Feb. 28 2022 08:00 AM

Sponsored content created and provided by Peter Williams, Feedworks partner

If you’re a dairy farmer, you may have noticed something about the subject of enteric methane reduction: It often comes with no shortage of emotion, conflicting opinion, and misunderstanding. The thing you may not have noticed is in the details. With the right feed additive, reducing enteric methane can be profitable for you.

There can be a financial incentive for reducing enteric methane. It is, simply, improved feed efficiency and increased energy-corrected milk.

The frustration you may feel – that many dairy farmers feel right now today – over the methane blame game is understandable. Agriculture is hardly the only and certainly not the biggest contributor to greenhouse gas emissions. Dairy farmers should not be solely responsible for the cost of reducing enteric methane.

If you’re going to reduce enteric methane, you should get paid for it. After all, the manufacturers searching their supply chains to find those who can help them reduce their carbon footprints are looking for a pay-off.

You, the farmer, are first to profit

Right now, dairy farmers are safely feeding a blend of essential oils — plant extracts — and seeing strong returns while reducing enteric methane.

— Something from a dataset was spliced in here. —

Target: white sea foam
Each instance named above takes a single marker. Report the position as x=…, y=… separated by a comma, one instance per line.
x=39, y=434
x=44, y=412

A published research trial on a New York commercial dairy showed a demonstrated return of $0.72 gain per cow per day for the cost of about $0.05 per day. That is a 14:1 return.

A 23-trial published meta-analysis showed that the essential oils blend had a positive effect on energy-corrected milk yield (+4.1%) and decreased methane emissions (−10%) without affecting feed intake.

An additional published study from UC-Davis reported that enteric methane was reduced by 11.2% per unit of milk and enteric ammonia was reduced by 18% by this blend of essential oils.

Beyond the production benefits that come from feeding this product, farmers can be paid carbon credits for the methane reductions.

“The research is clear that reducing methane energy losses can translate into improved milk yield or other energy requiring functions. Research based on specific blends of essential oils have shown them to be a cost-effective solution for both methane reduction and productivity improvements.”

-Dr. Mike Hutjens at the University of Illinois

Manufacturers are second

Understandably, some farmers believe that big consumer brands care more about reducing their carbon footprint for marketing purposes than they care about how it gets done.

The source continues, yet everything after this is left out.